Well, people tend to use GCC because the competition (in the open source world) is inferior. By GCC being superior, I mean in a Microsoft sort of way: all of the extensions to the languages and dependence upon the GNU tool chain to build software tends to make it difficult to drop in a third party product.
Oddly enough, one of the big reasons why I use Windows is PuTTY. Even when I do use OpenSSH, I learned how to use most of the features on PuTTY. PuTTY has better documentation, a simpler interface (i.e. no need to pull out vi to edit config files or deal with long command line parameters), and seems to behave with non OpenSSH servers better.
Oddly enough, one of the big reasons why I use Windows is PuTTY. Even when I do use OpenSSH, I learned how to use most of the features on PuTTY. PuTTY has better documentation, a simpler interface (i.e. no need to pull out vi to edit config files or deal with long command line parameters), and seems to behave with non OpenSSH servers better.
PuTTY is available for Linux, *BSD, Windows, and more. Why would you use Windows just for a terminal app when that same app runs on more than just Windows?

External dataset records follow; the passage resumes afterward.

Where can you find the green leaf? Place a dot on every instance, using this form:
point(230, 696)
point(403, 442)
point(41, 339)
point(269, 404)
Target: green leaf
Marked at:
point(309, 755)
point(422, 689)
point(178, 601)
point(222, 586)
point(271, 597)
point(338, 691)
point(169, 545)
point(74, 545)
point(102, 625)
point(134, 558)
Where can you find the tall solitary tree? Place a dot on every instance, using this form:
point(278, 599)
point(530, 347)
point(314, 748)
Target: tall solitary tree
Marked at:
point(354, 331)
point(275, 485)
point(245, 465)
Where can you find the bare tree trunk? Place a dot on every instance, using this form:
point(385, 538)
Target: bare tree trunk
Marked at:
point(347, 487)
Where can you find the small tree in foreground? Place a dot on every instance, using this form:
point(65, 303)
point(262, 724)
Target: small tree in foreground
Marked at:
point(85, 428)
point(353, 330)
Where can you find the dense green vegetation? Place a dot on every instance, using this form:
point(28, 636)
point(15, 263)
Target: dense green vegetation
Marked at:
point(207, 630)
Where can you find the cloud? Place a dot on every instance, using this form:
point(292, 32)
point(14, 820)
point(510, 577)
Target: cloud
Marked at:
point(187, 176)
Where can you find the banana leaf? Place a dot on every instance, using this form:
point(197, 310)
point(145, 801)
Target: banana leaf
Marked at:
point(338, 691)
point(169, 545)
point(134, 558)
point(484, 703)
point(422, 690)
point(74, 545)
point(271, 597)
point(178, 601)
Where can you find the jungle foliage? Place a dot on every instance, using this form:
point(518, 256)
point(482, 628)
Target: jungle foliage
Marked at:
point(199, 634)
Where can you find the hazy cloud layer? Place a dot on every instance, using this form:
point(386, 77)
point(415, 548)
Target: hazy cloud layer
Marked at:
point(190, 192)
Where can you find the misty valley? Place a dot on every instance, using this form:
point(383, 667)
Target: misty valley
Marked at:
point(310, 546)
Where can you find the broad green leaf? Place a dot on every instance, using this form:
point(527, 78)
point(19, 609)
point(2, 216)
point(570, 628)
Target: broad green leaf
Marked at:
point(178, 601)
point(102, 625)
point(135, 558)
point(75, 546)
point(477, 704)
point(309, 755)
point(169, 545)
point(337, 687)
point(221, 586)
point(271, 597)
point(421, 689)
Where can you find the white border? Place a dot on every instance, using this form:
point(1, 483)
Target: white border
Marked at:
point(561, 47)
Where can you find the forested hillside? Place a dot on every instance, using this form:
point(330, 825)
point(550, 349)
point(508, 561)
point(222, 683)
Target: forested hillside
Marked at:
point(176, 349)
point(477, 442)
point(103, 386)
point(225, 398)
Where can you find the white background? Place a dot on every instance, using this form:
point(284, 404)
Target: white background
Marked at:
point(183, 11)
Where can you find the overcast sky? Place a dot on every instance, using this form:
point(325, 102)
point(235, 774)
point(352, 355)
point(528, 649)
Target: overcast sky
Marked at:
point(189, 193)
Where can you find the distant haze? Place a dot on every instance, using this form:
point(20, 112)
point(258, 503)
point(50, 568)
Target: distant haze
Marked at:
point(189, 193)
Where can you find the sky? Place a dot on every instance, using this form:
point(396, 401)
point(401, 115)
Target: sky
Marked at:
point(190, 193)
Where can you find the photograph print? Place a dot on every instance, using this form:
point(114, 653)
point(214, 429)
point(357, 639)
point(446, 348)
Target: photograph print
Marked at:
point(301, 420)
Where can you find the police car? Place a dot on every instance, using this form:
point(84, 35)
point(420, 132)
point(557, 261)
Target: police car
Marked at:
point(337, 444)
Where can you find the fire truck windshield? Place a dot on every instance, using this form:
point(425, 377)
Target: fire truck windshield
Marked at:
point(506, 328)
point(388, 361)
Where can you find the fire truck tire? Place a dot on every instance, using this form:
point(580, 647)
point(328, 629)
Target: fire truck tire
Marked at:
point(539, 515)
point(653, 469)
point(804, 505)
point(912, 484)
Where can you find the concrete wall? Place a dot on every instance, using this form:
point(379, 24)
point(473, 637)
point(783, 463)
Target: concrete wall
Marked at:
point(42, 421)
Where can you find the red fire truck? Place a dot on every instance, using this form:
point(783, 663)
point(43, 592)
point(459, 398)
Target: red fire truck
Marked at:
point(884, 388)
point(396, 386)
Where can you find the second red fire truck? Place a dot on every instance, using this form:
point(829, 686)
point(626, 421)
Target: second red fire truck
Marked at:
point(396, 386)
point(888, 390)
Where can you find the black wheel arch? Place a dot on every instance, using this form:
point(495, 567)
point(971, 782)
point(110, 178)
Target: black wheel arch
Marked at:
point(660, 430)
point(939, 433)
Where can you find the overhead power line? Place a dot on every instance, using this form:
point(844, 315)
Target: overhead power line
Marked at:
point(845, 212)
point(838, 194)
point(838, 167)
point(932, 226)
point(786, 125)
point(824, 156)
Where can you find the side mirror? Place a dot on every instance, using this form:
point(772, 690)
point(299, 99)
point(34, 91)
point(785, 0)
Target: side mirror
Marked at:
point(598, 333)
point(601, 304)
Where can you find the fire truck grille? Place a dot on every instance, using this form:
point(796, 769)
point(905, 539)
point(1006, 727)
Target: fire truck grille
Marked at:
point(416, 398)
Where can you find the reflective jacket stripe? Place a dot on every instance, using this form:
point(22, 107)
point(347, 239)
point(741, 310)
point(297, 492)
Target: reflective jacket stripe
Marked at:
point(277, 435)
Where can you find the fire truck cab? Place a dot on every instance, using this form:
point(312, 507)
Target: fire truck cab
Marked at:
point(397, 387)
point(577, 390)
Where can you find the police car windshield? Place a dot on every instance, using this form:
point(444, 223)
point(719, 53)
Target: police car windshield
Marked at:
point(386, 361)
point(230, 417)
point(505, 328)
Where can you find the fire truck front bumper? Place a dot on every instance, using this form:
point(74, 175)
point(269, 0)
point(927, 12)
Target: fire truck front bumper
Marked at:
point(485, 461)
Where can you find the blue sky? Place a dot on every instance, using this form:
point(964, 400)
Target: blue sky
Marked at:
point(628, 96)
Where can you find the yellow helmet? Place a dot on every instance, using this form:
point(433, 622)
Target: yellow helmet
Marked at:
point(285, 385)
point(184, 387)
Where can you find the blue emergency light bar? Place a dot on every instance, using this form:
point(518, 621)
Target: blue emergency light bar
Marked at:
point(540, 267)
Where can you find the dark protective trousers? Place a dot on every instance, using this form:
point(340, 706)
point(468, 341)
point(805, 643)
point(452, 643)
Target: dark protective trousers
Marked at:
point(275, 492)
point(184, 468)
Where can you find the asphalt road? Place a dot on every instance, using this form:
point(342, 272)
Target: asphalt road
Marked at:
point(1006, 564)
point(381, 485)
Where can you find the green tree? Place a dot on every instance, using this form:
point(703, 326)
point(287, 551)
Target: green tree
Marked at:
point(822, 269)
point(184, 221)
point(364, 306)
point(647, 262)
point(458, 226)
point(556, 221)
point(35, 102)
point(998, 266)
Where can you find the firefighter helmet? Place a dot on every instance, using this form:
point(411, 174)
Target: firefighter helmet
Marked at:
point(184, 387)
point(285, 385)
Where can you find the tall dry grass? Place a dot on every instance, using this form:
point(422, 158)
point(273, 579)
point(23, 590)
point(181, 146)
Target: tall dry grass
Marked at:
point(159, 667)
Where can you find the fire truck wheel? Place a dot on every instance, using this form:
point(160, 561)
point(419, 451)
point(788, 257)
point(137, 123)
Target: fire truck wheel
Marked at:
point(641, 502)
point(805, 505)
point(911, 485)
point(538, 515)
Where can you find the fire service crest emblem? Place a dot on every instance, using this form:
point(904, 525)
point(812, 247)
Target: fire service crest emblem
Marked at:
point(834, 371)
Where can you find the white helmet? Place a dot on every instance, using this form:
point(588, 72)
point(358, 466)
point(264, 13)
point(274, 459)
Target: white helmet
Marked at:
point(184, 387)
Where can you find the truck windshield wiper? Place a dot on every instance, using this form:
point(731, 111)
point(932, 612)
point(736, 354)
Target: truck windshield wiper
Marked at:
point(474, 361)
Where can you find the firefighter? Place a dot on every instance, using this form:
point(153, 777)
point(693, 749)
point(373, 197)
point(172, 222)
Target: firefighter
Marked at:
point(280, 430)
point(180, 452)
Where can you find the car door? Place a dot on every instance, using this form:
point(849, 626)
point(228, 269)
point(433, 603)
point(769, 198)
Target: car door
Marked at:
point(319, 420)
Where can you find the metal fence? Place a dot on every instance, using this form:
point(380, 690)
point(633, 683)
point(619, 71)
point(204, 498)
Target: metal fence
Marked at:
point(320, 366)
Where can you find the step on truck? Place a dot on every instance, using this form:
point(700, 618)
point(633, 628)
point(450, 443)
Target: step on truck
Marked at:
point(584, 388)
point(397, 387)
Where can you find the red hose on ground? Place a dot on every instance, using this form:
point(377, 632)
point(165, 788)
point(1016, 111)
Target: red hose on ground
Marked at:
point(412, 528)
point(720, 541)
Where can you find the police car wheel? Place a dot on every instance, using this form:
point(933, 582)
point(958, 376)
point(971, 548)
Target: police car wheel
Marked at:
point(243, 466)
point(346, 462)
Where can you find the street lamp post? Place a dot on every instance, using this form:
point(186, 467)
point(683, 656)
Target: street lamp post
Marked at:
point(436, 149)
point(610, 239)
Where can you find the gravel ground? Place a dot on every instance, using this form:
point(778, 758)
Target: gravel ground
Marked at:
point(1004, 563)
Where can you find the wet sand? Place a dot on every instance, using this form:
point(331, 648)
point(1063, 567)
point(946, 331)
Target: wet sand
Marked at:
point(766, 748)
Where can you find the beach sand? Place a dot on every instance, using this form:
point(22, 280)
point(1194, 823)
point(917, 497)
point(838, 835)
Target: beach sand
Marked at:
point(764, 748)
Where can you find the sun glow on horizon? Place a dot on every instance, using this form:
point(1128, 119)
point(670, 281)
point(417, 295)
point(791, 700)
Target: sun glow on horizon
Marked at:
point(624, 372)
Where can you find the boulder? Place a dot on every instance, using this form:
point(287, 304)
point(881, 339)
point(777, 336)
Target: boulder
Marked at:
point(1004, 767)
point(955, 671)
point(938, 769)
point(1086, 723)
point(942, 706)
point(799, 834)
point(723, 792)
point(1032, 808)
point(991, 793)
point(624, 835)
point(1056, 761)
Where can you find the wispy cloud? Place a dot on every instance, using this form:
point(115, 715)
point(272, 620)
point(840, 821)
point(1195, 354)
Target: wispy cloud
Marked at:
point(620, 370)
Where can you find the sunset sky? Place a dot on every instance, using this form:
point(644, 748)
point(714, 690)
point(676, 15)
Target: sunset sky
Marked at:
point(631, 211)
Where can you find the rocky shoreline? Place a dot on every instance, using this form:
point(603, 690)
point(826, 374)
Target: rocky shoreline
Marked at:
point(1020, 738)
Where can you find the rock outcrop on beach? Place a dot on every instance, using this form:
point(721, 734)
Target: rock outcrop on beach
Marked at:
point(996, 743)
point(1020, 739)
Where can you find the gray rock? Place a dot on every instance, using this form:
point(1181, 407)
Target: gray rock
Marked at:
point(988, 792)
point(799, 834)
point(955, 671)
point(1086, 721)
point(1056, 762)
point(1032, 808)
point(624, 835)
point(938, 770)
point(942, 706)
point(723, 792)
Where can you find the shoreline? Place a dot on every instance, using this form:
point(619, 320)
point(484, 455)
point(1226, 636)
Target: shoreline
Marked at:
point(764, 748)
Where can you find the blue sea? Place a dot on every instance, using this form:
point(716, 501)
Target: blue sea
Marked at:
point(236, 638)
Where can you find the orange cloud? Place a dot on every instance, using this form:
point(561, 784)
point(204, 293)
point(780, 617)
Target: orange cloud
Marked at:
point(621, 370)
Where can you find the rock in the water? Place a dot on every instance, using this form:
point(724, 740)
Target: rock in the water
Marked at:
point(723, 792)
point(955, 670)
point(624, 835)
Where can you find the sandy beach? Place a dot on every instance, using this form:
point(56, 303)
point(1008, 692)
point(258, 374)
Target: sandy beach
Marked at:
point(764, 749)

Problem with PuTTY is that it uses the Windows registry to store just about everything. Makes it very inconvenient to use on a USB stick. Newer versions tend to use the registry less, but you still leave tracks on every computer you connect from. Not exactly a security conscious development method.





Member since:
2006-03-12
The near monopoly of OpenSSH is not uncontested by open source alternatives, they are all just significantly inferior to the OpenBSD ssh suite.